I'm using the following definitions:
reflexive – a relation R is reflexive if for all x in X, (x,x) is in R
symmetric – a relation is symmetric if for any x,y in X, (x,y) implies (y,x)
antisymmetric – a relation is antisymmetric if (x,y) and (y,x) imply x = y
transitive – a relation is transitive if (x,y) and (y,z) imply (x,z)
So far I have the following, but much of it is not correct. I don't understand how to tell if any of them are antisymmetric. Also, is the empty set also a relation on X? If so, I'm not sure which properties it would have.
{(a,a)} – symmetric, transitive
{(a,b)} – (none)
{(b,a)} – (none)
{(b,b)} – symmetric, transitive
{(a,a), (a,b)} – transitive
{(a,a), (b,a)} – transitive
{(a,a), (b,b)} – reflexive, symmetric, transitive
{(a,b), (b,a)} – symmetric
{(a,b), (b,b)} – transitive
{(b,a), (b,b)} – transitive
{(a,a), (a,b), (b,a)} – symmetric
{(a,a), (a,b), (b,b)} – reflexive, transitive
{(a,a), (b,a), (b,b)} – reflexive, transitive
{(a,b), (b,a), (b,b)} – symmetric
{(a,a), (a,b), (b,a), (b,b) – reflexive, symmetric, transitive
Best Answer
The emptyset is indeed a relation, and it's the only one you're missing. Remember that a "binary relation on $X$" is just "a subset of $X^2$" - the emptyset is definitely a subset of $X^2$!
As a relation, the emptyset is not reflexive, but it is symmetric and transitive; do you see why? (HINT: universal statements about the emptyset are "vacuously" true - e.g. "Every flying elephant is purple" is a true statement.)
As to antisymmetry, just look at the definition!
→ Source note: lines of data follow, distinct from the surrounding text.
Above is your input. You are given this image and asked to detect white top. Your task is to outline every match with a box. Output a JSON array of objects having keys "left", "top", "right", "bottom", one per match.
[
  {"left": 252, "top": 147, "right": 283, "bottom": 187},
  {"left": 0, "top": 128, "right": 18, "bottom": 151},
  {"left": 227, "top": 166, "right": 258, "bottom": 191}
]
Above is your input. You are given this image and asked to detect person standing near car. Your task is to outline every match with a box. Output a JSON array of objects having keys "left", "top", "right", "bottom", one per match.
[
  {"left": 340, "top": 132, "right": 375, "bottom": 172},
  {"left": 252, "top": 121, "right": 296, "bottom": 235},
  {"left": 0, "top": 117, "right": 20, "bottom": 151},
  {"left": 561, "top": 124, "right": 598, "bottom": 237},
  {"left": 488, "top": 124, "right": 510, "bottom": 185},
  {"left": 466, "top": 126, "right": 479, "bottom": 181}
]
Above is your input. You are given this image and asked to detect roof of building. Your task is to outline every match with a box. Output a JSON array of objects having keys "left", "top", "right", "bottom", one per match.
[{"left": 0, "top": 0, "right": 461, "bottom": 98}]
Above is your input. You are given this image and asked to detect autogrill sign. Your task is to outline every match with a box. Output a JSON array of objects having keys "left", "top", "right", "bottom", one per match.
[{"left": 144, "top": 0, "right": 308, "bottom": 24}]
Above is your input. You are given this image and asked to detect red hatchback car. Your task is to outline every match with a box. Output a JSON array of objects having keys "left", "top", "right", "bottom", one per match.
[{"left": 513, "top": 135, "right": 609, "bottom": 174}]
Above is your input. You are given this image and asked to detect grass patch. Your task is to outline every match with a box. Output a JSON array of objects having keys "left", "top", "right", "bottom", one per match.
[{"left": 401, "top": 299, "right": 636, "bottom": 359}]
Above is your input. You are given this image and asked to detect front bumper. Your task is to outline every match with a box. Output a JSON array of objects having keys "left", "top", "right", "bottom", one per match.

A relation $R$ is antisymmetric iff $xRy$ and $yRx$ implies $x=y$. So:
$\{(a, b), (b, a)\}$ is not antisymmetric: we have $aRb$ and $bRa$ but $a\not=b$.
$\{(a, b)\}$ is antisymmetric - we never have $xRy$ and $yRx$ hold, so it trivially satisfies antisymmetry.
$\{(a, a)\}$ is antisymmetric - we only have $xRy$ and $yRx$ when $x, y=a$, and this means $x=y$.
Do you see how to check antisymmetry for the others, now?